Edward was an affectionate little boy, of good impulses. Of course it was unthinkable that a prince should ever be flogged; so the fond father appointed a whipping-boy to act vicariously in his stead. It was Barnaby Fitzpatrick who was honoured by receiving the royal thrashings, though Edward was such a good little boy that Barnaby was seldom called upon for duty, and grew up a firm friend of the little king who might have suffered in his person but for him. Edward’s wet-nurse was a motherly woman whom he later called his “mother-jak.” I do not know what childish utterance that may have represented, but it is silly enough a term to have come from the mouths of babes and sucklings. At eleven months old no less a personage than Thomas Cromwell visited him officially and, no doubt, dandled him upon his knee. Says Cromwell’s secretary, speaking of this time, “And I do assure your lordship that I never saw so goodly a child of his age; so merry, so good and loving a countenance, and so earnest an eye, as it were exercising a judgment towards every person who repaireth to his grace; and, as it seemeth to me, his grace encreaseth well in the air where he is.” (Already he had been sent to the country for his health.) “And, albeit a little of his grace’s flesh decayeth, yet he shooteth out in length and waxeth firm and stiff and he can steadfastly stand.” So clearly he was a nice little boy of eleven months, if anything rather forward for his age.

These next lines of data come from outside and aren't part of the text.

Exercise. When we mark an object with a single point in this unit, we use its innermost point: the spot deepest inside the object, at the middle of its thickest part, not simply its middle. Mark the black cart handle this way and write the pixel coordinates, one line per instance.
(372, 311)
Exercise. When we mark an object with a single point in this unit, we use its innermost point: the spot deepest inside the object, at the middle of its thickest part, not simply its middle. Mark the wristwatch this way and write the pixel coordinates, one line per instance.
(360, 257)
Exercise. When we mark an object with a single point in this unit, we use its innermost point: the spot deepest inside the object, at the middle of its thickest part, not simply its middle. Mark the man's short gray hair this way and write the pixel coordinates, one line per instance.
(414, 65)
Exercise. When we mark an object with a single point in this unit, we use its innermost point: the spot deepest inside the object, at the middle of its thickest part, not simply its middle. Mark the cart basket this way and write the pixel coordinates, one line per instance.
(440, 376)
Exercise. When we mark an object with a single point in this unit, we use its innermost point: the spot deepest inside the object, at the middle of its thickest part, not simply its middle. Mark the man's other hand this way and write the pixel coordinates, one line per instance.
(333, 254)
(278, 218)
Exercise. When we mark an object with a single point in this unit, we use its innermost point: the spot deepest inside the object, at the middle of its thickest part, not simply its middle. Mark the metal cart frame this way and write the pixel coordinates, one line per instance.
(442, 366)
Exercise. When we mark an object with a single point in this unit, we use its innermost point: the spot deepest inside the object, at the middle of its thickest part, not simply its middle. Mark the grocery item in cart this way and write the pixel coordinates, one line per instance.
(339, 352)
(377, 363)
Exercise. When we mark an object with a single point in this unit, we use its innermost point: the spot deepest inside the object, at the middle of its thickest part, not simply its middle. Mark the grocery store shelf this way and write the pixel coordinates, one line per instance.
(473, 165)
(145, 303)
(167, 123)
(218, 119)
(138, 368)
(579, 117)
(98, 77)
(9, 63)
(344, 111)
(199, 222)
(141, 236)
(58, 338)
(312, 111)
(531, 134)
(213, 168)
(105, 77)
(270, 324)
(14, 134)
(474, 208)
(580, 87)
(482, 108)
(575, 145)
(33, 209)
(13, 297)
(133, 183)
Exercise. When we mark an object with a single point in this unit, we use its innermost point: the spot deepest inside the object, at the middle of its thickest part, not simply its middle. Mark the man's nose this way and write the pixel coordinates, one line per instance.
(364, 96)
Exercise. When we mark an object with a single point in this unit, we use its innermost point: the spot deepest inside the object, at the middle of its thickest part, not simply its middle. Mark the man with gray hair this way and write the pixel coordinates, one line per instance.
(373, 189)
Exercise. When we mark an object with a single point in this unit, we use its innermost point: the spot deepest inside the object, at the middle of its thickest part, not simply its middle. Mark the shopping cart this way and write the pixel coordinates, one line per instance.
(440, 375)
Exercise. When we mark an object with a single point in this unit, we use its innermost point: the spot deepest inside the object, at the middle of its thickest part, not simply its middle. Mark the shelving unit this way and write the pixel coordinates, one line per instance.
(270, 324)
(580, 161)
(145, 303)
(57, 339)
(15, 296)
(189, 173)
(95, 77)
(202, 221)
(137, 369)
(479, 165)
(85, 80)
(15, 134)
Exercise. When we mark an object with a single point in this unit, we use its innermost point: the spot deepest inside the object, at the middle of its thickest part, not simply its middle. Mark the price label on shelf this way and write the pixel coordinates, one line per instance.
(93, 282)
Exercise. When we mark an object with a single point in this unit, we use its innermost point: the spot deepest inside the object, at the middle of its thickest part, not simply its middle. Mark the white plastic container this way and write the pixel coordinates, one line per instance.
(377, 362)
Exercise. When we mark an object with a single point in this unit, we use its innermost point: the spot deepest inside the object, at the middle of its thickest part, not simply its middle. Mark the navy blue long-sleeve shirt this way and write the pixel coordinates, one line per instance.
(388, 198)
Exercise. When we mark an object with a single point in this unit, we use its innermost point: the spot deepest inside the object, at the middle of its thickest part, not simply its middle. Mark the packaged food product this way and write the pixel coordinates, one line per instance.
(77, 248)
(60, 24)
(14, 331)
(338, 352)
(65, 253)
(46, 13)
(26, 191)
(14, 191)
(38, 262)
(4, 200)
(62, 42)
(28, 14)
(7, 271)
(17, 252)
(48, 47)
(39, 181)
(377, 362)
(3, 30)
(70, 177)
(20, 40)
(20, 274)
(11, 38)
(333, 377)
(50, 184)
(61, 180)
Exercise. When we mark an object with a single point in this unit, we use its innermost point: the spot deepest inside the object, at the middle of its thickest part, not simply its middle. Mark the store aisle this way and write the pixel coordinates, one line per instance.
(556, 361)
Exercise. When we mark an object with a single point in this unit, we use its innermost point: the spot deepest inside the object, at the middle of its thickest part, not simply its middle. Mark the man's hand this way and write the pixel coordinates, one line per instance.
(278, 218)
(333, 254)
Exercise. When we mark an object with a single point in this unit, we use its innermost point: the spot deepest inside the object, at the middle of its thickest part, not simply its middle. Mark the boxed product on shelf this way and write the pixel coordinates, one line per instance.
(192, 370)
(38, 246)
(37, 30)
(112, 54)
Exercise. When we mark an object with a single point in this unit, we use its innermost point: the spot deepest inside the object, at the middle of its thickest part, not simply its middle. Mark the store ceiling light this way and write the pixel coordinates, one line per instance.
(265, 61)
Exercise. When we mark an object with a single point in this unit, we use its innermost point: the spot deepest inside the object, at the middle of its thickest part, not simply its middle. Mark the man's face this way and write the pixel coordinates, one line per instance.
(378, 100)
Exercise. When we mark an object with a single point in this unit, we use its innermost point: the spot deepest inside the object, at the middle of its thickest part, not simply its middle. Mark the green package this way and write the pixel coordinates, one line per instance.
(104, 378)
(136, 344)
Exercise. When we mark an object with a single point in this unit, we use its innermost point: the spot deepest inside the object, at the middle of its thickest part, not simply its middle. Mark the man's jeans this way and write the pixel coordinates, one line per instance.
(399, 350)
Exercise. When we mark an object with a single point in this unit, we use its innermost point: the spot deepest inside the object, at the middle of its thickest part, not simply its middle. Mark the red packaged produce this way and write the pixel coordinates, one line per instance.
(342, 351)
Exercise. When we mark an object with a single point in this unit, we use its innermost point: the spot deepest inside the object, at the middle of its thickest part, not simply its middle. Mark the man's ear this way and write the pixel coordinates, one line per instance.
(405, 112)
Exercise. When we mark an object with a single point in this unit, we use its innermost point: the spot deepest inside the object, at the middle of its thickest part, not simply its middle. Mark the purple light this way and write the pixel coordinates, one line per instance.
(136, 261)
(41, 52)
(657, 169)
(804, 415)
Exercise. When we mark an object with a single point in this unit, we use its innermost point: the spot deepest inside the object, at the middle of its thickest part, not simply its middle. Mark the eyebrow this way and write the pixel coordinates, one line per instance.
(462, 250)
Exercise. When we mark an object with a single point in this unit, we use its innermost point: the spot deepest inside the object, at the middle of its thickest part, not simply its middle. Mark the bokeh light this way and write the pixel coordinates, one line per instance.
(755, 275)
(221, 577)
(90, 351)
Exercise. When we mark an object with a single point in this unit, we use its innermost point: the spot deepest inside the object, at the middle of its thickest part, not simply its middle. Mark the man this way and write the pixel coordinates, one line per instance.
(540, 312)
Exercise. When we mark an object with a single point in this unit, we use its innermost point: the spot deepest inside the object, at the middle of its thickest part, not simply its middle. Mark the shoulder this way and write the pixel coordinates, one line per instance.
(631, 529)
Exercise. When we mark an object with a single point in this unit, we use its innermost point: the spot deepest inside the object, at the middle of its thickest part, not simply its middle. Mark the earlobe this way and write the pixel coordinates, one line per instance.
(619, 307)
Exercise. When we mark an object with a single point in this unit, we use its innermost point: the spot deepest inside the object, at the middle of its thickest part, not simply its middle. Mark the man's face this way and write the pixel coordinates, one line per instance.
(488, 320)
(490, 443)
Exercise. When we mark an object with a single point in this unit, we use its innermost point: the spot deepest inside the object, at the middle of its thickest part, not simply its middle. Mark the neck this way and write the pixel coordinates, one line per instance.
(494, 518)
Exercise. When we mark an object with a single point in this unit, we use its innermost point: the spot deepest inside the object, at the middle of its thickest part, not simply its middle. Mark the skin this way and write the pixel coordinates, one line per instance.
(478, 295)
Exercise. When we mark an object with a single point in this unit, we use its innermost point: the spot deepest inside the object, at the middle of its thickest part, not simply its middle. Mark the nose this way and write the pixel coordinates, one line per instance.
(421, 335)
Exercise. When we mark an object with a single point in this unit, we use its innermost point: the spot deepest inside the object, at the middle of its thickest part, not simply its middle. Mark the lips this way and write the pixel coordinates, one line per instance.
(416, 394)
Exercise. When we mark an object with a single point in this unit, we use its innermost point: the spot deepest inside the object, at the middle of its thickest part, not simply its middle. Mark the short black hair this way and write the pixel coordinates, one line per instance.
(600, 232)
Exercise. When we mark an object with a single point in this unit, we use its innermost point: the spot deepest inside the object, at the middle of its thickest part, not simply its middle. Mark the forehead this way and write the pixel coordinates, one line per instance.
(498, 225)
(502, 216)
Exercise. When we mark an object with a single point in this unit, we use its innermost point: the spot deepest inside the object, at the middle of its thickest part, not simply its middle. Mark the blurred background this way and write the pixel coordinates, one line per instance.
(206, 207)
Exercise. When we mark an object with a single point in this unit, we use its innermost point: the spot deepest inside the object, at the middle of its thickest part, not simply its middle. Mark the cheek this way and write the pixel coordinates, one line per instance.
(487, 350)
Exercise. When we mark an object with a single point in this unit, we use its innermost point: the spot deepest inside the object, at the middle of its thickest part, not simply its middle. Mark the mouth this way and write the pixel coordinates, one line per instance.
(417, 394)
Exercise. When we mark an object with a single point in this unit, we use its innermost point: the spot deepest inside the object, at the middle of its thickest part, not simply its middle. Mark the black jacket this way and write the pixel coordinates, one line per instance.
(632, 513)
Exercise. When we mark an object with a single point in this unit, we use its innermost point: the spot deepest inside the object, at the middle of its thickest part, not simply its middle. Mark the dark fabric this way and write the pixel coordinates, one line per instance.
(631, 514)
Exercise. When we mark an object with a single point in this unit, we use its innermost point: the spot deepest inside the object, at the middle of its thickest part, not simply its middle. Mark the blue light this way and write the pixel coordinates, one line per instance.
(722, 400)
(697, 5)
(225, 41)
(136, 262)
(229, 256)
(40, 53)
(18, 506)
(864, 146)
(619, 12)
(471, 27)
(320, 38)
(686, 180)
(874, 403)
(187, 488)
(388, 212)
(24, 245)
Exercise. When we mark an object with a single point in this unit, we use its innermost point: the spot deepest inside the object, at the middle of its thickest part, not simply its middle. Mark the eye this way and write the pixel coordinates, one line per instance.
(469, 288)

When he was about two, his father, the king, used to take his little son in his arms and stand at the window to show the multitude how bravely his boy was fighting life; and the crowd would clap and cheer for joy, for King Henry VIII was still beloved, and the Tudor succession was at every Englishman’s heart; the awful mental and physical degeneration in the king was still to come, and there is no more delightful scene in Henry VIII’s life than that of him standing at the window holding up his son to be cheered by the crowd. How little we really know of our public men! Who could have foretold that this smiling king was to become the most murderous tyrant who ever sat upon the throne of England? For the present let him be glad, and his little son with him, smiling and chuckling with true Tudor tact. The tragedy to both comes soon enough.